LV9
「なんで食べちゃうのよせっかく残しておいたのに!」
「あ、いや、その。余っていたのかと」
「どう考えたって余りものなワケがないでしょう! ちゃんと残して置いたの!」
明くる日の昼下がり。自室で本を読んでたら、母さんの怒声が響いてる。
なんだ? と、部屋からひょっこり顔を出すと夫婦喧嘩の真っ最中。といって、母さんにデレデレな父さんが一方的になじられて、しどろもどろになってるだけだが。
でも温厚な母さんがあんなに怒るなんて、喧嘩すら記憶を探っても滅多にないのに珍しいな。って、まずは止めないと。

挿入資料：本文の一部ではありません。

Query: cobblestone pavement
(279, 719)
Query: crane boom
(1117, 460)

「母さん、落ち着いて。その、喧嘩の原因はなんです? 父さんが浮気したとか?」
「ちち、違うよぉ~!」
と、父さんは情けなく叫んだのを尻目に、母さんは俺の肩をひしっと抱いてきた。
「フレイ聞いて! せっかく貴女が勇者様からいただいた白パン! この人がぜんぶ食べちゃったのよ!?」
そんなことかよ……って、母さんを笑えんな。あのパン一個でも、ここ最近の粗末な食事では一番マシだったしね。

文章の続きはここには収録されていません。